The only time I ever lived in a country that had a coup was in Libya when young army officers overthrew King Idris when he was out of the country. It may be that reality IS starting to hit home among the elites. Their relatives from the homelands and townships may be showing up on their doorsteps, as Africans are likely to do.

Their children's lives HAVE been disrupted; reports about Comrade Moyo's Christmas holiday notwithstanding, not all of the numerous party members who show up at the annual ZANU Convention are doing well.

The shortage of forex is DESPERATE. Some of the elite are on medication which can only be purchased out-of-country for example (these guys are getting old).

The party HAS in fact been trying to get Mugabe to step down for at least since the fiasco of the constitutional proposals, voted down by the populace, and setting the stage for much of what transpired.
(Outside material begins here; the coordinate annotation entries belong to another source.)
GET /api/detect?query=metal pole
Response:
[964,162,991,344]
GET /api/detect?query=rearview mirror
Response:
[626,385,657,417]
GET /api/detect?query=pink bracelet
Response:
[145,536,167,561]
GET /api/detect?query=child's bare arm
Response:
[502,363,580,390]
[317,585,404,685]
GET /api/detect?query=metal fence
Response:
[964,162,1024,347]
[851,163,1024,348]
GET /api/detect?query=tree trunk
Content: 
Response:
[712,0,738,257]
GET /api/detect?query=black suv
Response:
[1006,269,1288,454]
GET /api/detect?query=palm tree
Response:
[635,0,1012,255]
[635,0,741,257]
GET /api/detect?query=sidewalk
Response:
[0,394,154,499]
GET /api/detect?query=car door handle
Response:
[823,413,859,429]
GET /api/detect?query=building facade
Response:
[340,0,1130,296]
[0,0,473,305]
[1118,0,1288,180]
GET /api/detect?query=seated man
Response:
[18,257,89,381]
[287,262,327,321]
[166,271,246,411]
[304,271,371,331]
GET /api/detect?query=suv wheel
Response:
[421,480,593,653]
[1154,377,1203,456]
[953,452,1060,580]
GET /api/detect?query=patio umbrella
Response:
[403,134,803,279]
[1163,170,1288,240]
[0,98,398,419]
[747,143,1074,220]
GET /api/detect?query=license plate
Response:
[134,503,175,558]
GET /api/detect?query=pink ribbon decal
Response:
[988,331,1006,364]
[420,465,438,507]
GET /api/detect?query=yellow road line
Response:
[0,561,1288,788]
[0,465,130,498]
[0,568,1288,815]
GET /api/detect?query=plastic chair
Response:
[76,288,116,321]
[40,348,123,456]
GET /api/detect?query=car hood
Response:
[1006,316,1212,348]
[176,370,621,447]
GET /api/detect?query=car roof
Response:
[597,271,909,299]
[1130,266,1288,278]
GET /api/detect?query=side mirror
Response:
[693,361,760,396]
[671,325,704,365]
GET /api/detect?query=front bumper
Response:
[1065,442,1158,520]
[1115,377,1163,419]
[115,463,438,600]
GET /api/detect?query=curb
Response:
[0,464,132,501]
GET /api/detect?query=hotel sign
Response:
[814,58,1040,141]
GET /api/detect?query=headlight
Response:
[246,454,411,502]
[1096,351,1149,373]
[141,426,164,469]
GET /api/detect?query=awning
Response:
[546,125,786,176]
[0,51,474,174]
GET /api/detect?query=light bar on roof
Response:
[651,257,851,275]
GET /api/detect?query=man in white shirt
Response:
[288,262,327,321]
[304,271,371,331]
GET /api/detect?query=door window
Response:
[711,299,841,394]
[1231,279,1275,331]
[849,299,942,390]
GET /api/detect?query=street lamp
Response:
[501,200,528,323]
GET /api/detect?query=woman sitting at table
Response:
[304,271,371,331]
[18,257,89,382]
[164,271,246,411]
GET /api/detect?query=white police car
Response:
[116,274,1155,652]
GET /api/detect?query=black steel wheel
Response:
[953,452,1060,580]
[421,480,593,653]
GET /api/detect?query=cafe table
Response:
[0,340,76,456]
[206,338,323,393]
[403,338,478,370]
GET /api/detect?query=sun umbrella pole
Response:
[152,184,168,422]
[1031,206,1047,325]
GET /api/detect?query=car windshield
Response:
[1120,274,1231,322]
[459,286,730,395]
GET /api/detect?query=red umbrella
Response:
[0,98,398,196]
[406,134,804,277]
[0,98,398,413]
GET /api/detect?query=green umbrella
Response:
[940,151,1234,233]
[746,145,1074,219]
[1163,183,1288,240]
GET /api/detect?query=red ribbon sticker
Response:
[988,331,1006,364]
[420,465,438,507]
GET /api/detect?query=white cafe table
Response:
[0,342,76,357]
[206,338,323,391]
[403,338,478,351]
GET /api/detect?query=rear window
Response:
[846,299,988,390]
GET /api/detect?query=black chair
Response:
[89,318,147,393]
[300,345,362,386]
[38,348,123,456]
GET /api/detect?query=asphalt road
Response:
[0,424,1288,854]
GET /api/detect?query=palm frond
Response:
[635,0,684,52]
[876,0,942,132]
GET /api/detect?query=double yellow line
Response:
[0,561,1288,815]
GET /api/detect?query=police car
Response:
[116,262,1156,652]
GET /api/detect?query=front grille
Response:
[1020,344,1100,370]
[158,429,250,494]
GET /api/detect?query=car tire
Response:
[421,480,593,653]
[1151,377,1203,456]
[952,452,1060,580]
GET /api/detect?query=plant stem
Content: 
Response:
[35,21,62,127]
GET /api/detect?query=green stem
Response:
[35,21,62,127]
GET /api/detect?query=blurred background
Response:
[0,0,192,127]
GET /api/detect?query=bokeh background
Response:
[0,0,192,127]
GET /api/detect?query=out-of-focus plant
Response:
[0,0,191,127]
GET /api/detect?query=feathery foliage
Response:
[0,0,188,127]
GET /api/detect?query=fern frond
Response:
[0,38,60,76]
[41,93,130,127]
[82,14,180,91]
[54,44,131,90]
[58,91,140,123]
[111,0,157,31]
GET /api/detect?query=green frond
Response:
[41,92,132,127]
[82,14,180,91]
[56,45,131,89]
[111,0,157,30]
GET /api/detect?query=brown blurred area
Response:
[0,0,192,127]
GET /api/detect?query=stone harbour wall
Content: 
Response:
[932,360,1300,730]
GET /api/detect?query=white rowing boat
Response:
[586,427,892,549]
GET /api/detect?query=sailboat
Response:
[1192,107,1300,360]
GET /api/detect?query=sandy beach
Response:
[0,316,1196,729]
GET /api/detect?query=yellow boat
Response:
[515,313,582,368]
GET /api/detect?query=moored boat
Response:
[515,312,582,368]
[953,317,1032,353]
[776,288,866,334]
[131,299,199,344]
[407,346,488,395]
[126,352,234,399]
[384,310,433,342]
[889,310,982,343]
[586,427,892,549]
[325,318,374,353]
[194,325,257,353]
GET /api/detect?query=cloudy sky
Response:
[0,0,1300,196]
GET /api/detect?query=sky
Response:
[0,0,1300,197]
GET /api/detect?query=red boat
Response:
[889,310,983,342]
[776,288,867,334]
I don't have any secret information, just my own long term relationships with some of these people. It is very difficult to get anyone to be forthcoming as EVERYONE assumes they are being listened to vis a vis phone, and now having their e-mails read.

I hope that the opposition plays this very carefully. My concern about the physical well-being of the people there is beginning to come into conflict with gut instincts on the better political moves for them.

It was, after all, politics that created this mess.

Another thing to always consider, is that I simply cannot get into the heads of people who could justify starving children for political gain.